Это было давно; это было вчера.

О, я помню любовь.


Я особенно люблю укромный уголок на площадке главной лестницы, в одном пролете от второго этажа.

Чудной это дом, и строили его с особой целью – сбивать людей с толку. Лестницы здесь угловатые, как молоденькие девушки, перила выпирают, будто локти или коленки, ступеньки неровные; окна, сколько ни смотри на них сквозь ресницы, все будут на разной высоте; половицы и стенные панели скрывают хитрые тайники.

В моем уголке всегда тепло, так тепло, что даже странно. Мы все тогда обратили на это внимание, с самого первого дня, и в первые недели лета по очереди пытались разгадать причину.

Мне понадобилось время, чтобы понять, отчего это, но теперь я знаю правду. Теперь я вообще знаю этот дом не хуже, чем собственное имя.


Эдвард соблазнял других не домом как таковым, а светом. В ясный день из окон мансарды виден другой берег Темзы – аж до Валлийских гор. Полосы розовато-лилового чередуются с зеленым, меловые утесы ступенями восходят к облакам, и все это будто сияет, окутанное прогретым воздухом лета.

Вот какое предложение он им сделал: целый месяц лета, наполненный живописью, поэзией, пикниками, рассказами, наукой, изобретениями. И светом, божественным светом. Вдали от Лондона и его любопытных глаз. Ничего удивительного, что другие сразу клюнули. Эдвард и черта заставил бы петь псалмы, приди ему такая блажь.
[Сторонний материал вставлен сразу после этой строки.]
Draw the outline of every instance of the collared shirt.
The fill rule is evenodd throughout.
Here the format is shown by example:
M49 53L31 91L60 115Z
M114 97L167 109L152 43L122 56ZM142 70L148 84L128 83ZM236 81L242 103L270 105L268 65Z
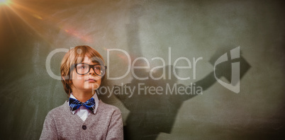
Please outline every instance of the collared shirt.
M70 93L70 98L78 100L73 95L72 93ZM98 105L99 105L99 100L98 99L97 94L96 94L96 93L92 96L92 98L94 98L94 100L95 100L95 110L93 111L94 113L95 114L97 110L97 108L98 108ZM69 103L67 102L67 104L68 103ZM78 108L76 110L72 111L72 112L73 115L74 115L74 114L77 115L81 118L81 119L83 120L83 122L84 122L86 120L86 119L87 118L87 117L91 113L92 113L92 112L90 110L88 110L87 108L86 108L84 106L79 107L79 108Z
Только я одна знала другую цель его приезда сюда, он мне открылся. Конечно, свет был приманкой и для него, но еще у Эдварда была тайна.


Со станции мы шли пешком.

Стоял июль, день был ясный. Легкий ветерок заигрывал с краешком моей юбки. Кто-то захватил с собой сэндвичи, мы ели их на ходу. Вид у нас, наверное, был еще тот – мужчины ослабили галстуки, женщины распустили волосы. Все смеялись, поддразнивали друг друга, веселились.

Какое замечательное начало! Помню, где-то рядом журчал ручеек, лесной голубь ворковал над нашими головами. Какой-то человек вел в поводу лошадь, в телеге, на тюках соломы сидел маленький мальчик, пахло свежескошенной травой – о, как я тоскую по этому запаху! Жирные деревенские гуси настороженно уставились на нас глазами-бусинками, когда мы приблизились к реке, а когда мы прошли мимо, храбро загоготали нам вслед.

Сколько света было вокруг, жаль, что все так быстро кончилось.

Хотя это вы уже поняли, ведь если бы свет и тепло продолжались, не о чем было бы говорить сейчас. Кому интересно слушать про спокойное, счастливое лето, которое кончилось так же, как началось. Этому меня тоже научил Эдвард.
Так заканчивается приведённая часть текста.